Coming close on the heels of Piers Lane’s recital, Kozhukhin is playing a solo recital under the QSO’s auspices. Mind you, it’s not a lengthy event – scheduled to last 1 hour 10 minutes – but you get two big masterpieces for your time. The Russian-born pianist lays down the law with Schubert’s B flat Piano Sonata, the last one in the canon and a gripping saga from start to finish. As most performers view it, this sonata stands up as half a program in a full recital but tonight it is paired with the Liszt B minor Sonata, the model of four-part compression under the high Romantic banner and just 10 minutes shorter than the Schubert. It’s hard to se this pair sitting comfortably side by side, particularly when you consider the Hungarian writer’s tendency towards the flamboyant although this score is less glittering than many another in the composer’s output. Kozhukhin has played the B flat Sonata fairly recently, last year in Alicante, but the B minor score has not appeared on his recent recital content. You can hear this program for $35 if you’re a student or child, $79 full fee, and a brave $71 if you happen to have a concession card – big whoops. And never forget the obligatory $7.95 penalty.

AUSTRALIAN STRING QUARTET

Queensland Symphony Orchestra

Queensland Symphony Orchestra Studio

Thursday June 27 at 7:30 pm

You get to hear three substantial scores in this recital that will run for an uninterrupted 1 hour 20 minutes.

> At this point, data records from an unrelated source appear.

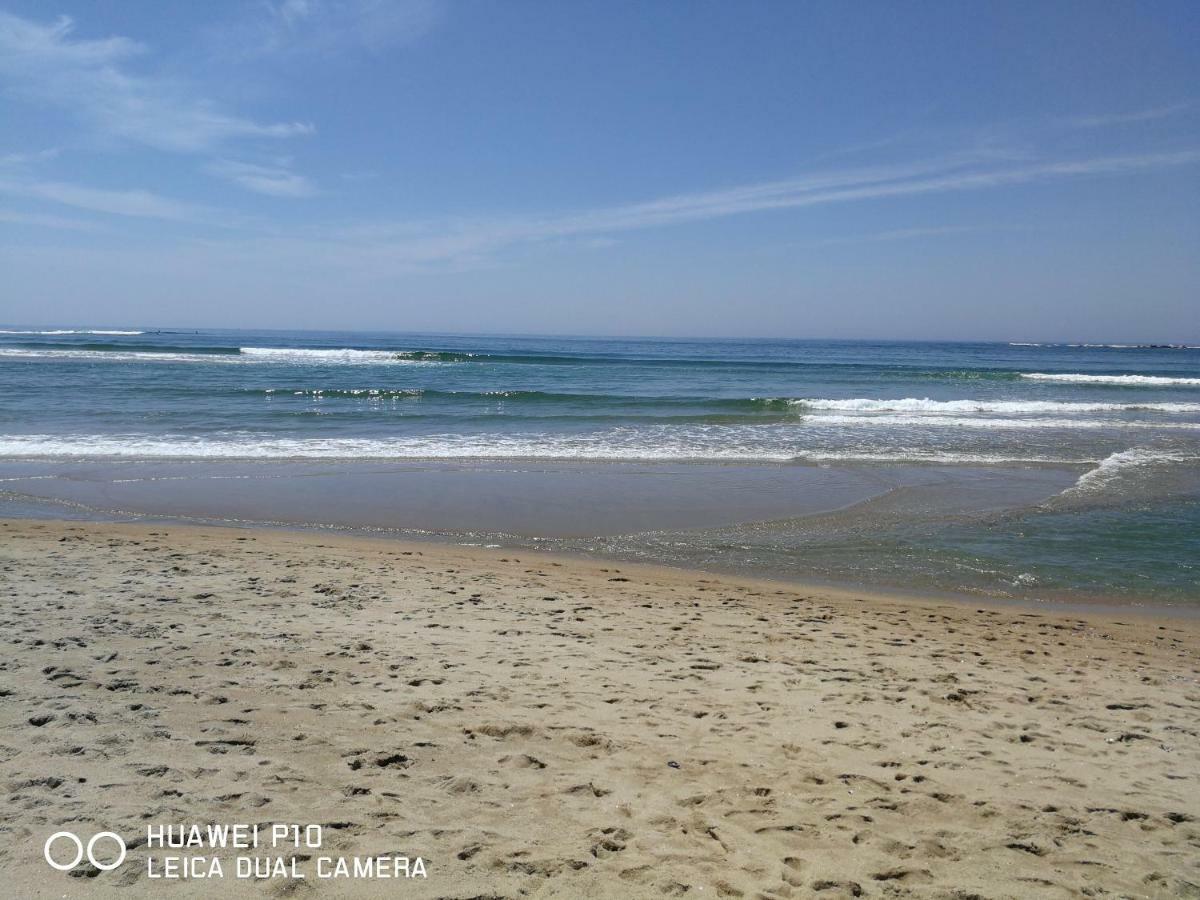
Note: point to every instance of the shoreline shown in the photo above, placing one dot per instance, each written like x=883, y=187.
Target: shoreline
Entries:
x=1103, y=606
x=540, y=726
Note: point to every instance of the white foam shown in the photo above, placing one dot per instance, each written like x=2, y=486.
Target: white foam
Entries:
x=336, y=355
x=72, y=331
x=115, y=355
x=1131, y=379
x=952, y=421
x=1012, y=407
x=1120, y=463
x=612, y=445
x=249, y=355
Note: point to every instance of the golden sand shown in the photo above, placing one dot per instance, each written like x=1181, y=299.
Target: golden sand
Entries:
x=535, y=726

The ensemble opens with what I expect will prove the most difficult to imbibe element: Beethoven No 12 in E flat – the first and least performed of the final group; of string quartets. It’s still a challenge for even expert ensembles, not least for its formal quirks and often unsettling nomadic quality (that meandering Adagio). And the ASQ ends with Korngold’s No. 2, also in E flat and written in 1933, just before he decamped to Hollywood and ‘real’ fame, This is a true rarity and I can’t remember hearing any performance live. Still, there’s always room for the composer of Die tote Stadt (which I’ve only experienced live in a concert performance at one of the early Brisbane Music Festivals) and the mellifluous Violin Concerto (that I last heard from the outstanding James Ehnes). Also, the ensemble is presenting Harry Sdraulig‘s new String Quartet No. 2, here enjoying its premiere by its commissioners on the ASQ’s national tour. I’m impressed by this young Australian’s works whenever they turn up and so have high hopes for this re-entry into a difficult form. Tickets are the same as for Kozhukhin’s recital above; same measly concession, same disadvantaging purchase fee.